19 Ağustos 2022 Cuma

Yineleme, yazılama ve inançlar

Bugün ayın 19'u. Kitap yazma ayının on dokuzuncu günü. Ayrıca bey kişisinin de doğum günü. (Konumuz o değil, yazmak) Şu sıra her gün yazma işi epeyce sallantıda. (Yaz sıcağında her gün 1667 kelime niye yazmak ister ki insan) Buna karşın 20 bin kelimeyi aştığımı biliyorum. Kesin sayı için günlerdir elimi süremediğim bilgisayarımı açmam gerek. Yoğunluğa, gidiş gelişlere karşın bu kadarını yazabilmem bile büyük başarı ve takdire şayan. Aferin bana! (Takdiri dışarıda aramamalı insan)

Çoğunlukla düşüncelerimi yazarken buluyorum kendimi. Yineleyen düşüncelere bakmak içimi sıkıyor ne yalan söyleyeyim.

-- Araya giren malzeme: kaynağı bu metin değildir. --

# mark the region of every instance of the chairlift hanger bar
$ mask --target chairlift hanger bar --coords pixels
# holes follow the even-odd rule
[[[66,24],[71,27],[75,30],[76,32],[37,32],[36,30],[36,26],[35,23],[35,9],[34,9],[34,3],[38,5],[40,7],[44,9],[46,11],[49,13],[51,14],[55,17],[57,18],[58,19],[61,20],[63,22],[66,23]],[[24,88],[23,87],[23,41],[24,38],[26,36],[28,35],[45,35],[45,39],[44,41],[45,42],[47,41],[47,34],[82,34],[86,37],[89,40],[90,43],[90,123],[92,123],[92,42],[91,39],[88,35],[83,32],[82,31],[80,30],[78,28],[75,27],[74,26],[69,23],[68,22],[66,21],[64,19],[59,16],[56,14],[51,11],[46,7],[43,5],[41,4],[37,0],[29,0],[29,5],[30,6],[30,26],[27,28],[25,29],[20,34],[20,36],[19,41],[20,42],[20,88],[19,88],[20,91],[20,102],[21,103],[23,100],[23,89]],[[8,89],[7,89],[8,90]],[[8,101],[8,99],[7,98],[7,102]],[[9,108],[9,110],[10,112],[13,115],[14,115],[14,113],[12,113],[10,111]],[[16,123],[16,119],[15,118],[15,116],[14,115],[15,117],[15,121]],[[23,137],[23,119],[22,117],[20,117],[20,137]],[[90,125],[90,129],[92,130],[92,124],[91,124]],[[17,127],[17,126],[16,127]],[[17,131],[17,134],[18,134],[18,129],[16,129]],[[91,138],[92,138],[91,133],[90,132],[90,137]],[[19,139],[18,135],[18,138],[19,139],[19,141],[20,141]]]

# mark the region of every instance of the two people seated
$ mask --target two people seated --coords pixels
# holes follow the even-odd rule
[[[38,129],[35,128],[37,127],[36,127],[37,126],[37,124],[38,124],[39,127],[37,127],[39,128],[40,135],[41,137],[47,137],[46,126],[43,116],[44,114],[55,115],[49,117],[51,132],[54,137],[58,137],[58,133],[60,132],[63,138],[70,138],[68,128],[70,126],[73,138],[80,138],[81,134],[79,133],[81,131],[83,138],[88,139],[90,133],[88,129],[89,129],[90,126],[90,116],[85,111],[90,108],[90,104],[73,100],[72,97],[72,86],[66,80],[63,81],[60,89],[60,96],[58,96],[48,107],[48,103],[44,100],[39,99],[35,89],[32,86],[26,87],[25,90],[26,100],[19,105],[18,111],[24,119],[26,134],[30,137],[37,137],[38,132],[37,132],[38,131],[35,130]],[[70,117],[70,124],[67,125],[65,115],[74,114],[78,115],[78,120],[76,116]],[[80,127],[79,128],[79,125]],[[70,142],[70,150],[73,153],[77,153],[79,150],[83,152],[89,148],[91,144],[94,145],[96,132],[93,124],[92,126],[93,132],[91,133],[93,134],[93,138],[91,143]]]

Geviş getirdiğimi fark ediyorum. Aynı ikilemler, aynı yapılacaklar listesi, aynı hisler, aynı düşünceler... Monotonluğun ta kendisi! (Buradan yaratıcı bir eylem çıkmaz a dostlar, bakış açısını değiştirmeli kişi ilkin) Yaka silkiyorum aynılıktan. Bu ay en keyifle yazdığım şey, kitap kapaklarına bakarak ne gördüğümü yazmak oldu. (Bir gün, peş peşe iki kapak yazdım sadece) Bu sayede birbirini tekrar eden, geviş getirmek diye tabir ettiğim düşüncelerden sıyrıldım. İçeri hiç duygu, düşünce taşımadan ne gördüğümü yazdım, yazabildim, adeta kelimelerle resmettim. Yazmak da gördüğün, göstermek istediğin manzarayı kelimelerle resmetme çabası değil mi zaten? (Bu bir soru değil bence, tespit, iyi biliyorsun) 

                                                                           *

İki paragrafın ardından verilen zorunlu es sebebiyle yazının nereye gitmekte olduğunu, istediğini hatırlamakta zorlanıyorum şimdi. Hep öyledir zaten, masaya otuz dakika önce bir saat sonra oturmak fark yaratır. Asla aynı şeyi yazamaz insan. İspatı mümkün değil ama öyle işte, biliyorum, biliyoruz. Sır değil, şaşırtıcı hiç değil. Yazmak, zihinsel bir eylem ve zihnin içi gökyüzü gibi. Duygular, düşünceler bulutlar gibi gelir, geçer, kararır, açılır. Ve her defasında hem aynı hem farklı bir göğe bakar insan. 

Arkada Pinhani çalıyor. Beni Sen İnandır. Severim bu şarkıyı, pek sık dinlemesem de severim. En çok "Küçükken çok inanmıştım/Eğer çok istersen/Her şey mümkün /İnanmak zor değil" 

Neyin mümkün olduğunu hatırlamak istiyorsunuz bu şarkıyı dinlerken? Ya da küçükken inandığınız şeylerden hangilerini bıraktınız? Oyuna davet. İcap etmek isterseniz yorumlarda buluşuruz.